Сергею Петровичу ответили неопределенно, что родственников его обнаружить в массе ныне живущих Кларков (а это одна из самых распространенных фамилий) не удалось. Но ведь он начал поиски в конце XIX века, а Чарльз Кларк умер на излете XVIII, за сто лет могли быть забыты, утрачены какие-то сокровенные нити, соединявшие Кларков. Но, по мере того как становилась все более неопределенной романтическая версия, все более определенной делалась фигура реального прадеда, Эдмунда Кларка. Он был мореплавателем и торговцем; путешествовал и торговал; потом на острове Кайдак, близ Аляски, полюбил русскую женщину, вдову дьячка Степаниду, женился на ней, переехал в Петропавловск… Видимо, в ту пору, когда русско-американская торговля, особенно на востоке России и на западе Америки, переживала лучшие дни и американцы в России, а русские в Америке чувствовали себя как дома, судьба эта не была исключительной. Эдмунд Кларк полюбил русскую женщину и начал молиться русскому богу, а потом дал сыновьям русские имена.

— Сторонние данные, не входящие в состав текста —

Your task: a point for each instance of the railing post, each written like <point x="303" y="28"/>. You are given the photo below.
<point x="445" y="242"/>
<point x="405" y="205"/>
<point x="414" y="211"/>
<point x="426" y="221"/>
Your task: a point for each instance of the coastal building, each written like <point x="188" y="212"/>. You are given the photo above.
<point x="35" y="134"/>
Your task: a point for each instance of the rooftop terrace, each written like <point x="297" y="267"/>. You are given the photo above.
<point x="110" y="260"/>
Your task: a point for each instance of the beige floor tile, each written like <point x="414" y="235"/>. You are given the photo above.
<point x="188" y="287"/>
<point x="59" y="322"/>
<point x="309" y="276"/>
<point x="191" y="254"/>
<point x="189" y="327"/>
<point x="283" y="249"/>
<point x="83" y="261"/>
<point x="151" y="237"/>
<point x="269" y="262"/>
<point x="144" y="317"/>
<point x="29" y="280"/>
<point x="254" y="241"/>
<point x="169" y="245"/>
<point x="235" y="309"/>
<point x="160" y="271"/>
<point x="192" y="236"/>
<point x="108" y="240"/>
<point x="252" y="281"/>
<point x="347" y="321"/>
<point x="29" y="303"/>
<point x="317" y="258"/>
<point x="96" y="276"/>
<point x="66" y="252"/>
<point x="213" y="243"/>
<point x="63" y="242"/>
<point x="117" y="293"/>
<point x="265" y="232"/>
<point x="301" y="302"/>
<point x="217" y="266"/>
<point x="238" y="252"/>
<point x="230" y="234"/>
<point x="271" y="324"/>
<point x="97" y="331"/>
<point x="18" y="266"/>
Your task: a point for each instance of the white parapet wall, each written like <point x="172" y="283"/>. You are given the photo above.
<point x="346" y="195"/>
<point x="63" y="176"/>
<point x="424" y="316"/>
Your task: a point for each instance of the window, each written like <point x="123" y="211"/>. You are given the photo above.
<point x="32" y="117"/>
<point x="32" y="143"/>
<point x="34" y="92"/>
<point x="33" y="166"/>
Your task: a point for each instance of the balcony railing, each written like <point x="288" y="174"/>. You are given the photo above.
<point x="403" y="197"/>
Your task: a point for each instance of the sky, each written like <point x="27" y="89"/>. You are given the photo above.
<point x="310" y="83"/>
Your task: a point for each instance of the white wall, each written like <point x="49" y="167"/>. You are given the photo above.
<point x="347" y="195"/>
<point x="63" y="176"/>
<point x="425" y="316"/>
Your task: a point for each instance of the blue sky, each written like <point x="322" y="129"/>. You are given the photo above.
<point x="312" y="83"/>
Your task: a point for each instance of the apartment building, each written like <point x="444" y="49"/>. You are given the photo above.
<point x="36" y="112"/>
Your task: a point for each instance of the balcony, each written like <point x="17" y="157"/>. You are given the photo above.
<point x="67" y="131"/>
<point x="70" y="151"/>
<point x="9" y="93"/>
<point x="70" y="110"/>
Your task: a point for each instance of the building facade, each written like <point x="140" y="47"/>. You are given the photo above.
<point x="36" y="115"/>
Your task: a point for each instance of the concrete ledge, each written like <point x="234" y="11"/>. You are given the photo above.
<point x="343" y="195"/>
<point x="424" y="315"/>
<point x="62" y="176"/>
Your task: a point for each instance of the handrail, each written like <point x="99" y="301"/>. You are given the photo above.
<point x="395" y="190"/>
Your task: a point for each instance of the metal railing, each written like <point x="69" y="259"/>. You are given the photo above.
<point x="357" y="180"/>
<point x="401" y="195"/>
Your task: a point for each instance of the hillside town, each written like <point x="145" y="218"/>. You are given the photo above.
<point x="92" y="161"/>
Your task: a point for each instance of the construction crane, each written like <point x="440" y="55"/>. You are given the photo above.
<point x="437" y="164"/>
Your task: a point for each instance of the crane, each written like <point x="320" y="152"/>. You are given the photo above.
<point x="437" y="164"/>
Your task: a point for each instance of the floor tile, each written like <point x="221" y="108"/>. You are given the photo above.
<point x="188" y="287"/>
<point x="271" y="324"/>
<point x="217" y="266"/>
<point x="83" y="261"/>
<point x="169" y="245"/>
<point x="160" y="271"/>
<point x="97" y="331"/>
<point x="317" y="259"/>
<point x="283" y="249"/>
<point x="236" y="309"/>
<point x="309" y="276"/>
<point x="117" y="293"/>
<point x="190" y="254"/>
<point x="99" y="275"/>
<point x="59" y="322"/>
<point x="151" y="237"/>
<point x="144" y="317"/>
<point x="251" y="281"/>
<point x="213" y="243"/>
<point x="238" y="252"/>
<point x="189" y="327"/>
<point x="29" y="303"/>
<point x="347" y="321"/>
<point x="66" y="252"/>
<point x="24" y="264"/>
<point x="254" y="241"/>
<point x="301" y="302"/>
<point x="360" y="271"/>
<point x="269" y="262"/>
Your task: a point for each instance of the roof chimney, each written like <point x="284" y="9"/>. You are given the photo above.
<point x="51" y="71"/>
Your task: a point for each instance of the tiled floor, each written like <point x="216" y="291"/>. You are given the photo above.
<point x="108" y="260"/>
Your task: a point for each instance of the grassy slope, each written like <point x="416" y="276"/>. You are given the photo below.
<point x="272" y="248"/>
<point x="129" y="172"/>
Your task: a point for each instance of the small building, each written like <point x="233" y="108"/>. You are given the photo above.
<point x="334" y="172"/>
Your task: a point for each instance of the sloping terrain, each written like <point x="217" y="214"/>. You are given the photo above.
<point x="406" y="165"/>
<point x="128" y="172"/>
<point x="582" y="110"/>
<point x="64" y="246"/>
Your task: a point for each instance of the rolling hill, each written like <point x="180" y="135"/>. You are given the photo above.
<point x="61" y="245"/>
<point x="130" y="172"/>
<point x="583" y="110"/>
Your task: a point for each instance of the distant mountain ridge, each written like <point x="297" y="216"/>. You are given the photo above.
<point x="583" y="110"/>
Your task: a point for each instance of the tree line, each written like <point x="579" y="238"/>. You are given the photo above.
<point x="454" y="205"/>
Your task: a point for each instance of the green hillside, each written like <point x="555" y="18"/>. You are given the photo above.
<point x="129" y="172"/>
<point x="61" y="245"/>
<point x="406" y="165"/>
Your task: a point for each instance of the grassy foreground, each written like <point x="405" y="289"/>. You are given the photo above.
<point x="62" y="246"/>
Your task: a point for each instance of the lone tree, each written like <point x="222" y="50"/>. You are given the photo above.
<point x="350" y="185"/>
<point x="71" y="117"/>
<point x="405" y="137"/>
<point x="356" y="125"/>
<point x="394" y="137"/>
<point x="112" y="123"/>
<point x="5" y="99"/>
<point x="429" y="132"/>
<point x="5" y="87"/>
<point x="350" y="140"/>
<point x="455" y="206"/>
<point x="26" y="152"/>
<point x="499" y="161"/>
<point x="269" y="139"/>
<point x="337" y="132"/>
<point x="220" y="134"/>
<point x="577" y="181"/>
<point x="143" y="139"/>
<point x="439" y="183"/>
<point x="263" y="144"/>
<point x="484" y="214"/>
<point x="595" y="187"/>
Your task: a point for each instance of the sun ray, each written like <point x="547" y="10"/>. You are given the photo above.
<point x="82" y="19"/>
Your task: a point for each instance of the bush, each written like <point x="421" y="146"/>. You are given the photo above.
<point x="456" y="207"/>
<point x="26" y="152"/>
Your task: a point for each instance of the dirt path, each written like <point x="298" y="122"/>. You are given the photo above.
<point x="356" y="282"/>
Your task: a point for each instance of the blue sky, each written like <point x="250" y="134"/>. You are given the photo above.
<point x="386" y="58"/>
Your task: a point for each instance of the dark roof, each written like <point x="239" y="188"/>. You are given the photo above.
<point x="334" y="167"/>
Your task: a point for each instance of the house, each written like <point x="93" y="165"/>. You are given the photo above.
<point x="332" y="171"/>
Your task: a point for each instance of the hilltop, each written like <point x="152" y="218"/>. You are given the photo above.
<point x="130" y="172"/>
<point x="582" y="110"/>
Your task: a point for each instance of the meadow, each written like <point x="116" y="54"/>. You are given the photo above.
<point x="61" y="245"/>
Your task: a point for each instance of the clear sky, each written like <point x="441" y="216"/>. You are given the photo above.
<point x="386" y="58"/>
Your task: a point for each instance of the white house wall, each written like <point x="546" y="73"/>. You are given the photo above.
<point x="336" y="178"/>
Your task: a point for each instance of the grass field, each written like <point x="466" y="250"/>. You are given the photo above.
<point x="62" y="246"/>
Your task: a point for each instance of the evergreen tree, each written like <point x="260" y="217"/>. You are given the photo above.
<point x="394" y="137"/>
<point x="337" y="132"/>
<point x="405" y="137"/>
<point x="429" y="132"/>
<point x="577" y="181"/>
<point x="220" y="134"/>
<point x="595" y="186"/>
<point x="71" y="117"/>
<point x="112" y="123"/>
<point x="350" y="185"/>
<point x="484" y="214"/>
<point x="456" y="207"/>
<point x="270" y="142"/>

Умер он, как и Чарльз Кларк, неожиданно и даже еще более драматично. Сергей Петрович, исследуя жизнь прадеда, нашел документы, говорящие о том, что Эдмунд Кларк, возможно, был вероломно отравлен. Бесспорно одно: комендант порта в Охотске (Охотск и Петропавловск составляли одно административное целое) Ушинский был от должности освобожден по обвинению в этом отравлении. Он будто бы «темной», отравленной водкой попотчевал Кларка после бурной ссоры, и, хотя отравление не было доказано, жестокий характер коменданта порта делал эту версию вероятной. Степанида, рыдая, похоронила Эдмунда, и сын его, Петр, начал ходатайствовать о русском подданстве.